Overview

IBM® DataPower® Gateway serves as the enterprise-grade, field-proven, security-rich API gateway. The DataPower Gateway is available in physical, virtual, cloud, Linux®, and Docker form factors.

The DataPower Gateway is a single multichannel gateway that helps provide security, control, integration, and optimized access. These capabilities apply to a full range of mobile, web, application programming interface (API), service-oriented architecture (SOA), B2B, and cloud workloads. The capabilities help you to rapidly expand the scope of valuable IT assets to new channels that gives customers, employees, and partners access to critical resources.
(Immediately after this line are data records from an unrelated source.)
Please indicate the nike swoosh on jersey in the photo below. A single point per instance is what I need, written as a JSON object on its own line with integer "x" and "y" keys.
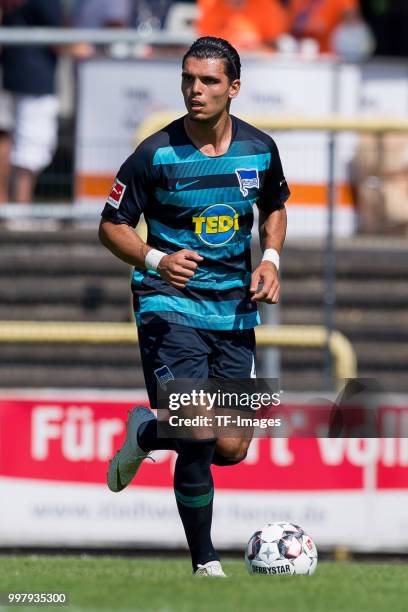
{"x": 180, "y": 186}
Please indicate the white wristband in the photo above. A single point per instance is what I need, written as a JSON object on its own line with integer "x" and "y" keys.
{"x": 271, "y": 255}
{"x": 153, "y": 258}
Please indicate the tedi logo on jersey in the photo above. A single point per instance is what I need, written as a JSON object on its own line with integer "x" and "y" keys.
{"x": 248, "y": 178}
{"x": 216, "y": 225}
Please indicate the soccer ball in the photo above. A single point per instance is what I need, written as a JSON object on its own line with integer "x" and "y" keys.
{"x": 279, "y": 549}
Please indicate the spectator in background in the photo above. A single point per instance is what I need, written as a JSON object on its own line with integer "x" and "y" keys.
{"x": 149, "y": 15}
{"x": 28, "y": 143}
{"x": 101, "y": 13}
{"x": 247, "y": 24}
{"x": 319, "y": 19}
{"x": 389, "y": 22}
{"x": 28, "y": 140}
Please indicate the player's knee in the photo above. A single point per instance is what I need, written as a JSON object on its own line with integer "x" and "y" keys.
{"x": 231, "y": 454}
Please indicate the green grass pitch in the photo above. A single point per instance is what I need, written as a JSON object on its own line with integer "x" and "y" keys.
{"x": 166, "y": 585}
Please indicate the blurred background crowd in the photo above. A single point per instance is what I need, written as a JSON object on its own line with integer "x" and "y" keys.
{"x": 348, "y": 29}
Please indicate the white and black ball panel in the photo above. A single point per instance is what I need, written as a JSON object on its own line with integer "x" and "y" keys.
{"x": 282, "y": 546}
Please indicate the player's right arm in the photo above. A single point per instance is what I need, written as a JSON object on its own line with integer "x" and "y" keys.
{"x": 176, "y": 268}
{"x": 128, "y": 198}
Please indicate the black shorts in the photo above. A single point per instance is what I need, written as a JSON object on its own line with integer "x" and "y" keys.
{"x": 170, "y": 351}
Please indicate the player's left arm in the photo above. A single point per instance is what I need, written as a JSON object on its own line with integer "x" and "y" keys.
{"x": 265, "y": 285}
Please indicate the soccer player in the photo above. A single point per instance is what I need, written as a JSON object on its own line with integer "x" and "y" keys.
{"x": 195, "y": 295}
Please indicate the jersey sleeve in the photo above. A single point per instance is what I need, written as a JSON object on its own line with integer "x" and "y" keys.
{"x": 131, "y": 190}
{"x": 275, "y": 190}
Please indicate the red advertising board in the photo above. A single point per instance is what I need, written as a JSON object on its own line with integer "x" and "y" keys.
{"x": 72, "y": 441}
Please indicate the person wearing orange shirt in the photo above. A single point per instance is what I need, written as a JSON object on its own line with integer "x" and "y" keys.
{"x": 247, "y": 24}
{"x": 319, "y": 18}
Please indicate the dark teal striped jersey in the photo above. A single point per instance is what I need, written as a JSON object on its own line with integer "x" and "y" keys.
{"x": 205, "y": 204}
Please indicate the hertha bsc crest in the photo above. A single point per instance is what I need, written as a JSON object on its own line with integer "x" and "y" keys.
{"x": 247, "y": 179}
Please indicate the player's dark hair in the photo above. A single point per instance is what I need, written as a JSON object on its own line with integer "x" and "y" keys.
{"x": 210, "y": 47}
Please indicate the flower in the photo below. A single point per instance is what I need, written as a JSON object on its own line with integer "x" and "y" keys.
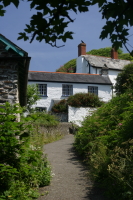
{"x": 120, "y": 124}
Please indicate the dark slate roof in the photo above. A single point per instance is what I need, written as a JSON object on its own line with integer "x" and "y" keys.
{"x": 68, "y": 78}
{"x": 99, "y": 61}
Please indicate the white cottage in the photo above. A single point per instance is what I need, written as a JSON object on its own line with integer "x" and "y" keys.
{"x": 54, "y": 86}
{"x": 92, "y": 64}
{"x": 95, "y": 74}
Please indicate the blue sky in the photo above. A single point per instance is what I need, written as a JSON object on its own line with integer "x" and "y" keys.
{"x": 87, "y": 27}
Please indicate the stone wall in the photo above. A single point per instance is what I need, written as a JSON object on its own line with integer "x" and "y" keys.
{"x": 62, "y": 117}
{"x": 63, "y": 128}
{"x": 8, "y": 84}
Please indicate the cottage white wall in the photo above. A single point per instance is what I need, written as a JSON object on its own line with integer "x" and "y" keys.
{"x": 54, "y": 92}
{"x": 77, "y": 115}
{"x": 113, "y": 75}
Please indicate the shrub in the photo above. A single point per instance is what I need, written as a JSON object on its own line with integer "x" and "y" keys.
{"x": 124, "y": 80}
{"x": 23, "y": 167}
{"x": 105, "y": 143}
{"x": 61, "y": 106}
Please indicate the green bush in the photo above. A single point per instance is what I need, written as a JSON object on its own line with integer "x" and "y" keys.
{"x": 104, "y": 141}
{"x": 77, "y": 100}
{"x": 61, "y": 106}
{"x": 23, "y": 166}
{"x": 124, "y": 80}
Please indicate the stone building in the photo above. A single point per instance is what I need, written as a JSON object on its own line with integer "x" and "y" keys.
{"x": 14, "y": 66}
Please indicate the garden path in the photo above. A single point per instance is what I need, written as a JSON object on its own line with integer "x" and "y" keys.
{"x": 70, "y": 180}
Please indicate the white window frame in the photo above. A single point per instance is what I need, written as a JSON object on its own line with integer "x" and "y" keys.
{"x": 67, "y": 90}
{"x": 42, "y": 90}
{"x": 93, "y": 89}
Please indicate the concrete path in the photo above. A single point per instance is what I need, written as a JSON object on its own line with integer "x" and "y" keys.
{"x": 70, "y": 180}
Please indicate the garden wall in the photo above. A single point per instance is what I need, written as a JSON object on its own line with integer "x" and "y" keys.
{"x": 63, "y": 128}
{"x": 77, "y": 115}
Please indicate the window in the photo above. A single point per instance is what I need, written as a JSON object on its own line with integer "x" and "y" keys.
{"x": 93, "y": 90}
{"x": 42, "y": 89}
{"x": 67, "y": 90}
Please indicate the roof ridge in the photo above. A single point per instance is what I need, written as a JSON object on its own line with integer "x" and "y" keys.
{"x": 63, "y": 73}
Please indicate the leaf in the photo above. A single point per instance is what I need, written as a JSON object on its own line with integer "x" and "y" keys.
{"x": 23, "y": 36}
{"x": 16, "y": 3}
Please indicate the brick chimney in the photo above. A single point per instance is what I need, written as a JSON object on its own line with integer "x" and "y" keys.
{"x": 81, "y": 49}
{"x": 114, "y": 54}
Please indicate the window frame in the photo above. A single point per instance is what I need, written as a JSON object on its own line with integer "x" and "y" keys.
{"x": 44, "y": 90}
{"x": 66, "y": 92}
{"x": 93, "y": 90}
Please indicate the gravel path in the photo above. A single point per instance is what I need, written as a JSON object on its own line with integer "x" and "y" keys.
{"x": 70, "y": 181}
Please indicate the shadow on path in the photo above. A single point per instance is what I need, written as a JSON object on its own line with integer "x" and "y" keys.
{"x": 70, "y": 180}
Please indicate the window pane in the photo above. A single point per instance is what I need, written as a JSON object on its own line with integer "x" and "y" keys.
{"x": 42, "y": 89}
{"x": 67, "y": 90}
{"x": 93, "y": 90}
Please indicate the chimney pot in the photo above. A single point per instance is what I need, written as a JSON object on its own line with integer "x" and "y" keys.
{"x": 81, "y": 49}
{"x": 114, "y": 54}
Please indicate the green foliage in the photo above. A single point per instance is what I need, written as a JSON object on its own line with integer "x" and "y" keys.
{"x": 124, "y": 80}
{"x": 105, "y": 142}
{"x": 69, "y": 67}
{"x": 84, "y": 100}
{"x": 52, "y": 18}
{"x": 61, "y": 106}
{"x": 32, "y": 96}
{"x": 23, "y": 166}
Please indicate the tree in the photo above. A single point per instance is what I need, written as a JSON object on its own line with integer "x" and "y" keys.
{"x": 70, "y": 66}
{"x": 32, "y": 96}
{"x": 124, "y": 80}
{"x": 52, "y": 17}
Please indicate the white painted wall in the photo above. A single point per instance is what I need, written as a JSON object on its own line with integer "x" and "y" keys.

Attention: In the next LTS, you will not be able to access the WebGUI even if you modify the browser URL. Access to the WebGUI in this manner will remain in the future 10.6.0 fix packs.

Host keys and establishing an SSH session

10.6.0.4 - The DataPower SSH server now supports ECDSA and ED25519 SSH host keys. After you upgrade, ECDSA and ED25519 keys are generated. After the upgrade, The SSH handshake chooses one of these stronger algorithms over RSA. As a result, you might see a receive a warning about the change to the host identification, which is expected due to the key update. For more information, see Connection after host keys changed.

Updated component firmware on HSM-equipped appliances to 2.09-0702

10.6.0.2 - For HSM-equipped appliances with component firmware 2.09-0702 and later, the following restrictions apply.
  • The key transport algorithm must be rsa-oaep-mgf1p or rsa-oaep.
  • OAEP parameters are unsupported.
  • The OAEP digest algorithm cannot be md5 and ripemd160.
  • For the rsa-oaep key transport algorithm, the OAEP digest algorithm and the MGF algorithm must match.
For HSM-equipped appliances with component firmware 2.04-49 and earlier, the key transport algorithm must be rsa-1_5.

Library upgrade to support TLS

10.6.0.0 includes an updated library to support TLS and cryptographic operations. The updated crypto library improves security and usability, but the added complexity of this implementation comes with a performance cost. This update is needed to maintain the proper security posture, which includes CVE updates.

Compatibility with API Connect

To determine whether your DataPower firmware version is compatible with API Connect, Use the Software Product Compatibility Reports (SPCR) website to generate a requirements report appropriate for your API Connect version and environment.

To generate an API Connect requirements report, complete the following steps.
  1. Open the Detailed system requirements for a specific product page on the SPCR website.
  2. Enter api connect as the product.
  3. In the search results list, select IBM API Connect.
  4. From the Version list, select your version.
  5. Click Detailed system requirements to generate the requirements report.